Only half of American teens have normal cholesterol levels

Only half of American teens have normal cholesterol levels
Only half of American teens have normal cholesterol levels

Despite an overall improvement in cholesterol levels in American teens and children from 1999 to 2016, a new study found that only half of American teens have ideal cholesterol levels, and 25% of American teens have clinically high cholesterol levels.

The study was led by Amanda Marma Perak, MD, cardiologist at Anne Children's Hospital and Robert H. Lurie of Chicago.

“High cholesterol in childhood is one of the key risk factors for cardiovascular disease later in life,” said Dr. Marma Perak, who is also an assistant professor of pediatric cardiology and preventive medicine at Northwestern University Feinberg School of Medicine.

“While we have seen favorable trends in all measurements of cholesterol in children and adolescents over the years, we still need to work harder to ensure that many more children have healthy cholesterol levels.”

“We know that high cholesterol is a critical initiator of atherosclerotic plaque in the arteries, and even in childhood it is associated with these changes in blood vessels that can lead to heart attack in adulthood,” she continued.

Adolescents and children should exhibit total cholesterol (TC) less than 170 mg / dL, LDL (“bad”) cholesterol less than 110 mg / dL, and HDL (“good”) cholesterol more than 45 mg / dL. All adolescents and children should be tested for blood cholesterol levels between the ages of 9 and 11, and then again between the ages of 17 and 21.

“If a child is found to have borderline high or high cholesterol levels, we can usually improve those levels through lifestyle changes such as healthier diets and increased physical activity,” said Dr. Marma Perak. “Children are rarely prescribed cholesterol-lowering drugs like statins.”

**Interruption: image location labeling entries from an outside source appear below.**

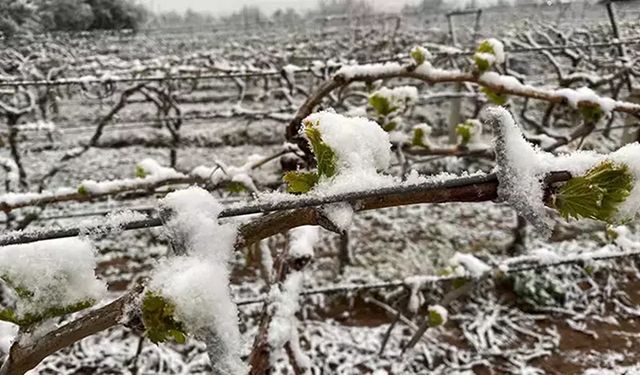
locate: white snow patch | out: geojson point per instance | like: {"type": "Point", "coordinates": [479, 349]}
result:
{"type": "Point", "coordinates": [302, 240]}
{"type": "Point", "coordinates": [474, 266]}
{"type": "Point", "coordinates": [58, 273]}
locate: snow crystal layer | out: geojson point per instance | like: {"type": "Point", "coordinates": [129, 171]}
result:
{"type": "Point", "coordinates": [56, 273]}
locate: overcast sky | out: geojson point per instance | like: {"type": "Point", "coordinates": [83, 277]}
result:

The overall positive spike in cholesterol levels in adolescence in the United States has been reported to be declining since 1999. However, the trend towards childhood obesity is still ongoing in the States. Childhood obesity is one of the main causes of low blood cholesterol levels. Dr. Marma Perak said more research is needed to better understand recent adolescent and children's cholesterol statistics.

“Several factors that affect cholesterol levels can be improved, such as lowering the trans fat content in food,” she said.

"While more effort is required, the fact that cholesterol levels are moving in the right direction gives cause for some optimism about the future cardiovascular health of our population, as cholesterol is such an important factor in cardiovascular disease."